Monday December 12, 5:50 PM
China, Asia must cut dollar exposure - report
SINGAPORE, Dec 12 (Reuters) - China and other east Asian countries must together come up with a plan to slow the rate of accumulation of U.S. dollars and eventually cut their holdings, a leading Chinese government economist was quoted as saying on Monday.
Asian countries "don't need that large an amount of -- more than $2 trillion -- of foreign exchange reserves," Yu Yongding, the only non-ministerial representative on the People's Bank of China's monetary policy committee, told Market News International (MNI) in an interview.
China's reserves alone are likely to exceed $1 trillion leaving the country and its Asian neighbours dangerously exposed to a decline in the dollar, Yu told MNI last week.
China's foreign exchange reserves stood at $769 billion at the end of September, according to the latest official figures, swelling by $159.1 billion in the first nine months of 2005.

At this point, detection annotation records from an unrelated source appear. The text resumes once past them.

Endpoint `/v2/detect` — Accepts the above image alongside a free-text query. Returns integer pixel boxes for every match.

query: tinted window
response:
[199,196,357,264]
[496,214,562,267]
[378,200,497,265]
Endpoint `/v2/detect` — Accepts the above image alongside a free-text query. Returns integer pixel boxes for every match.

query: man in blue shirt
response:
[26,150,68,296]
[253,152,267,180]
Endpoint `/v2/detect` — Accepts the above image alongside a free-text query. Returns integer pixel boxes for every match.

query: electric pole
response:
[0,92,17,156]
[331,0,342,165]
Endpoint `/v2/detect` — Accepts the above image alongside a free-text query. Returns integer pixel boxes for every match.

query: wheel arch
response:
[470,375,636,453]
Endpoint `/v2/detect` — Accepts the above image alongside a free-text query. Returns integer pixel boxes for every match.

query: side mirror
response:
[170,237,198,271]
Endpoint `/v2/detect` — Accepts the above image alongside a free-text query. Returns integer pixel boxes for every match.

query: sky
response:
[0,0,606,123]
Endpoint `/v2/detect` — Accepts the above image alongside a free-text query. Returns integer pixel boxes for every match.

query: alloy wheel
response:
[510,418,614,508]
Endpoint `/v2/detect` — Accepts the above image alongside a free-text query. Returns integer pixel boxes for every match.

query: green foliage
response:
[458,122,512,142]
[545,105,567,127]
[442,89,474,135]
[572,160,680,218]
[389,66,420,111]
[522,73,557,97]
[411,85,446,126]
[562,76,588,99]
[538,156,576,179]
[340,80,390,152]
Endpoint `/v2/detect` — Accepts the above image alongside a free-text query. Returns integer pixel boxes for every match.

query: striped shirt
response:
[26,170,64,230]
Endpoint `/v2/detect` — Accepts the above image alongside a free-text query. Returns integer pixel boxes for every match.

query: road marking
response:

Yu said the country faced big losses on its reserves if the dollar does decline by as much as 30 percent as many U.S. economists predict.
"That is a very big problem and I think the Chinese government should take some action to reduce the growth rate of the accumulation of foreign exchange reserves as we're still facing the possibility of a big devaluation of the U.S. dollar, so capital loss will be huge," Yu said in the interview.
"If that happens, it will be a tremendous hit to the Chinese economy."